The "haan le li" problem — designing medicine reminders that actually confirm
Here's how it usually goes. Your parent has three medicines in the morning. You set an alarm on their phone. For the first week, the alarm rings, they take the medicine, they feel good about it. By week three, the alarm is being dismissed half-asleep and the medicine is being taken later, or not at all.
You then switch to calling every morning. This works better, but it costs you the call and it costs your parent a small dignity — being checked up on like a child. After a few weeks, when you ask "did you take your medicine?", the answer is always "haan le li" — yes, I took it. Whether they did or not.
This is the problem we were trying to solve. Not the reminder part — that's easy. The confirmation part.
Why alarms fail
The issue with alarms is that dismissing one becomes automatic over time. The alarm rings, the hand reaches out and dismisses it, the intention to take the medicine is still somewhere in the mind — but the action happens later, or not at all. There's no friction between "dismissed" and "taken." They feel identical in the moment.
Apps with push notifications have the same problem. The notification appears, gets tapped away, and the app expects you to then go into it and tap "taken." That's two steps too many for a habit that's competing with morning chai and the newspaper.
The verbal confirmation insight
What works better is a conversation. Not a notification you dismiss — a message that expects a reply. This replicates the structure of the morning call, but without the call.
FamAI sends a message at the scheduled time: "Subah ki dawai ka time ho gaya — Amlodipine aur Vitamin D. Le li kya?" The parent replies — "le li", "haan", "abhi le raha hoon" — and FamAI logs it. The reply is the confirmation. It takes one tap and two words.
This works because the response creates a small moment of accountability. The parent isn't dismissing a notification. They're answering a question from something that remembers their answer. That's a different psychological trigger.
It doesn't solve the verification problem — we can't know if your parent actually took the medicine or just replied. But it reliably improves engagement compared to passive alarms, which is the right thing to optimize for in a population that uses WhatsApp all day.
Why 30 minutes, not 5
When we designed the follow-up, we debated the timing. 5 minutes feels urgent. We chose 30 minutes for a specific reason: mornings are complicated. There's breakfast to make, a grandchild to call, a serial that just started. The parent might have seen the reminder, meant to respond, and genuinely gotten absorbed in something else — not forgotten, just delayed.
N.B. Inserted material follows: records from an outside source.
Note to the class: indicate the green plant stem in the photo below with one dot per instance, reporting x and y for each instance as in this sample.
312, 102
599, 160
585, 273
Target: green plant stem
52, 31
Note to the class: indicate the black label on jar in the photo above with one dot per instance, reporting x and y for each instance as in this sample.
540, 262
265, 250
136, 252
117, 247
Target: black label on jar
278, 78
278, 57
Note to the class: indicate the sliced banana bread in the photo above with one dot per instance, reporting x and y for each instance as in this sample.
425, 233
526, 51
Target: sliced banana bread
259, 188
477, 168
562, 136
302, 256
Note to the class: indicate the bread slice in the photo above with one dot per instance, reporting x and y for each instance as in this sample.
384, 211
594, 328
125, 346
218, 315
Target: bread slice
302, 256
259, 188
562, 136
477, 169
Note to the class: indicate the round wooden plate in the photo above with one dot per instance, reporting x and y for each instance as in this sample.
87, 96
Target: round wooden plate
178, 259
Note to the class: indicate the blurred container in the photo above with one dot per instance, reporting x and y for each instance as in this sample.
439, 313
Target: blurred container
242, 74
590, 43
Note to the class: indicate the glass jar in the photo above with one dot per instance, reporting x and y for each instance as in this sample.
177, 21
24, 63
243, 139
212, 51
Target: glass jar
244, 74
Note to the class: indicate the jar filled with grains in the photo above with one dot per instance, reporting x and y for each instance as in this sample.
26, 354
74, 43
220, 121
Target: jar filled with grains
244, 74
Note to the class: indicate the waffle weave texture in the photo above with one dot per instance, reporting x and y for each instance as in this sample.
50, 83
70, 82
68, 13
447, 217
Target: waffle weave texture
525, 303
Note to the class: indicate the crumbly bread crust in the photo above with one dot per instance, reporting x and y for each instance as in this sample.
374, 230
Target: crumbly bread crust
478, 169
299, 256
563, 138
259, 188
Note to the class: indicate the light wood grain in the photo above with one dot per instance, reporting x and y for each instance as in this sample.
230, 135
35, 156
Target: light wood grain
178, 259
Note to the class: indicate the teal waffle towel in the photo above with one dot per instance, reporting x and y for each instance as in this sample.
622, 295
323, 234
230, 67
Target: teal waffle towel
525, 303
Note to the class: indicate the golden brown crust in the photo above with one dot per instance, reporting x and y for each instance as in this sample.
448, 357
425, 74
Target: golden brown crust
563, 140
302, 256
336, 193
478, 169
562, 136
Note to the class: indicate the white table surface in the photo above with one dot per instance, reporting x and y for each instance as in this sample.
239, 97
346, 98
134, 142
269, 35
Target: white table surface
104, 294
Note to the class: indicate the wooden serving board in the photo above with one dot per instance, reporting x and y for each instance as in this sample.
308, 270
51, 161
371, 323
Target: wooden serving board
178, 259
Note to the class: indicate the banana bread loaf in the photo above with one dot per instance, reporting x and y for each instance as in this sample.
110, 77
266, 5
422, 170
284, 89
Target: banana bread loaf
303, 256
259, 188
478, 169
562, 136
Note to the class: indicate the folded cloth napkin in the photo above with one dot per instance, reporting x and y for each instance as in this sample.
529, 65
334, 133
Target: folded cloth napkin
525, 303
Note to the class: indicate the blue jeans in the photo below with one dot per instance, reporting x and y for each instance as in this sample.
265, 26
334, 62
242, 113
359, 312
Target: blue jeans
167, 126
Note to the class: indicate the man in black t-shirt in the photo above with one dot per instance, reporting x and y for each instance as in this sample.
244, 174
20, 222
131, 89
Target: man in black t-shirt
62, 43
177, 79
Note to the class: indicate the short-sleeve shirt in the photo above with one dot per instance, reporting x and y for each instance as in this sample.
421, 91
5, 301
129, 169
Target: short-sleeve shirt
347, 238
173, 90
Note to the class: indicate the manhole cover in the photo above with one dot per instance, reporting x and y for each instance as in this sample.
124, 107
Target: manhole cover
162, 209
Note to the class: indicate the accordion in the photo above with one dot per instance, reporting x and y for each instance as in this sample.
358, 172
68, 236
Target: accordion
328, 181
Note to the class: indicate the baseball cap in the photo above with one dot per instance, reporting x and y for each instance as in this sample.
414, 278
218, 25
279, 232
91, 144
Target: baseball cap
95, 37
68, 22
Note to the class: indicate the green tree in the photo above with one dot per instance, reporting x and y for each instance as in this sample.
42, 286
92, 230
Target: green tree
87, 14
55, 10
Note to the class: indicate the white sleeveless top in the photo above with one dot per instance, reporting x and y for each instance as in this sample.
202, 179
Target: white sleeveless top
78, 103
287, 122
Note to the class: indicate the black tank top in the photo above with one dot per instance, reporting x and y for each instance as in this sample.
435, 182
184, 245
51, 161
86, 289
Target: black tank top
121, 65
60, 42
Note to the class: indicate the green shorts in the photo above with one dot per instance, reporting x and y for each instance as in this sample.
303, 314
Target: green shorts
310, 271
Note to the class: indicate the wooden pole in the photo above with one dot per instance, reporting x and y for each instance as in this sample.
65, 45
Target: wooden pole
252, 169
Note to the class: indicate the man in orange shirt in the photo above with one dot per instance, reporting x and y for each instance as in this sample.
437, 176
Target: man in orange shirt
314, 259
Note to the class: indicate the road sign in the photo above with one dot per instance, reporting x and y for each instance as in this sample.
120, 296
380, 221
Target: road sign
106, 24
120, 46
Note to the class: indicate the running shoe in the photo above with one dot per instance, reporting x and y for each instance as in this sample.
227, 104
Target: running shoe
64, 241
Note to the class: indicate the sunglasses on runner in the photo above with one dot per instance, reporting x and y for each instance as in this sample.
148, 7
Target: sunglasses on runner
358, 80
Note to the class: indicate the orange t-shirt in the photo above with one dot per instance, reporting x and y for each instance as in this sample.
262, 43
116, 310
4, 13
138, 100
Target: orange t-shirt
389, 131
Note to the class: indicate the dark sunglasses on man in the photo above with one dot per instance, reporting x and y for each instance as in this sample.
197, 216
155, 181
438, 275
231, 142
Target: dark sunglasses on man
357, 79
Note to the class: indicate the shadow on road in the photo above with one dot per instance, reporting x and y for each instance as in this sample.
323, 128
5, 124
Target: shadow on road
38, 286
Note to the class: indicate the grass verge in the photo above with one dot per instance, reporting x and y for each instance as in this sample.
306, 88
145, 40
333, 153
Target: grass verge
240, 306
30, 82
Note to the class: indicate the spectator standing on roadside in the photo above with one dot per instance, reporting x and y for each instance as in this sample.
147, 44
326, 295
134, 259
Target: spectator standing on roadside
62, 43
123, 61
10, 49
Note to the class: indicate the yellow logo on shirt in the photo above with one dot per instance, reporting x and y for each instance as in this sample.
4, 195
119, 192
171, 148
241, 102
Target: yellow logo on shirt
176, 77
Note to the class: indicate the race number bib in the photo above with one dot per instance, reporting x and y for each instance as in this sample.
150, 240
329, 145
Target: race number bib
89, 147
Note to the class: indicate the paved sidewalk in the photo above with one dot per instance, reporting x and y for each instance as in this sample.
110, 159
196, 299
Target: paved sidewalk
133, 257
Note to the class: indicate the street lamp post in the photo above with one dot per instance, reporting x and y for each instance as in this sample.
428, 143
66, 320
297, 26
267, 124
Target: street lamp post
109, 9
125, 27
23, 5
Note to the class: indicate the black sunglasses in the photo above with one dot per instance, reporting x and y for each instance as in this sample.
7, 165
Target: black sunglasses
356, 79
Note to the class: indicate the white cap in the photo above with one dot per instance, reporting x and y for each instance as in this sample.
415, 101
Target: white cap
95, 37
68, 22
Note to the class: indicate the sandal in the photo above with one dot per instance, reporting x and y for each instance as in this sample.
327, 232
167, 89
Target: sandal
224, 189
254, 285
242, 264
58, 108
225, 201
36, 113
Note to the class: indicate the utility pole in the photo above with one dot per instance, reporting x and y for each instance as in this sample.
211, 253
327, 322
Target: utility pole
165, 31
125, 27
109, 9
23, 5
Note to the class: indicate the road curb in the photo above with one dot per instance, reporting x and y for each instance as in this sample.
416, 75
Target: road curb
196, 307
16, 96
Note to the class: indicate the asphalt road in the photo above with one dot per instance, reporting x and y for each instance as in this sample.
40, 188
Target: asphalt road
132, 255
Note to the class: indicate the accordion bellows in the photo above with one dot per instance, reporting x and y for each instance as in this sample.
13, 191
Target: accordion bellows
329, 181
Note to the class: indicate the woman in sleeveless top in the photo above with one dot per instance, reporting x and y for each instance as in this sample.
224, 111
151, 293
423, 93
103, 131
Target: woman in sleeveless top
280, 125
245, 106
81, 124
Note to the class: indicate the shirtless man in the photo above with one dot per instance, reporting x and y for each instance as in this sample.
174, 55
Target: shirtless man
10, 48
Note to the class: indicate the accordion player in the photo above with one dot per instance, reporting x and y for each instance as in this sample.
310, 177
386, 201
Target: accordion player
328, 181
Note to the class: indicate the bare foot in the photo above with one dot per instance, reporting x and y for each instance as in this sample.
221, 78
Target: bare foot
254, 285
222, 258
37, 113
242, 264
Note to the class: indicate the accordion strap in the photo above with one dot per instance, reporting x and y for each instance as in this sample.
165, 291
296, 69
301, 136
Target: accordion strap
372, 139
A 5-minute follow-up feels like nagging. A 30-minute follow-up feels like a gentle check. The distinction matters. We're building something your parent interacts with willingly every day, not an alarm clock they learn to resent.
We also cap it at one follow-up. If there's still no response, the dose is logged as no-response and we stop. Sending a third or fourth message is not respectful.
The streak design
We added streak tracking — consecutive days where all reminders were responded to — after observing that some parents were motivated by it and frustrated when a streak broke. The weekly summary gives them something to feel good about without turning medicine adherence into a game.
For families who want to track this more carefully, the adherence log is available. But we deliberately chose not to push individual reminder responses to the adult child in real time. That level of surveillance would make this feel like monitoring, not care.
The family loop
This was a deliberate decision: the adult child does not get a notification every time a reminder is sent or confirmed. They see the adherence summary — the week's trend — not a real-time feed. The parent's daily medicine routine is not something that should land in their kid's phone as a ping. That dynamic doesn't feel like care; it feels like supervision.
The right trigger for the kid to get involved is a trend problem, not an individual missed dose. One missed dose happens to everyone. A week of low adherence is the signal that something is wrong.
Frequently Asked Questions
Why do phone alarms fail for medicine reminders?
Alarm fatigue. After weeks, dismissal becomes automatic. There's no confirmation loop — dismissing an alarm looks identical whether the medicine was taken or not.
What is the "haan le li" problem?
When you ask your parent "did you take your medicine?", the natural answer is "yes, I took it" — even if the dose was missed. It's not deception; it's a mix of not wanting to worry you and social expectation. No reminder system fully solves this without physical verification.
How does FamAI handle missed doses without being annoying?
One reminder at the scheduled time. One gentle follow-up 30 minutes later if no response. That's it. No repeated messages, no escalation to family by default.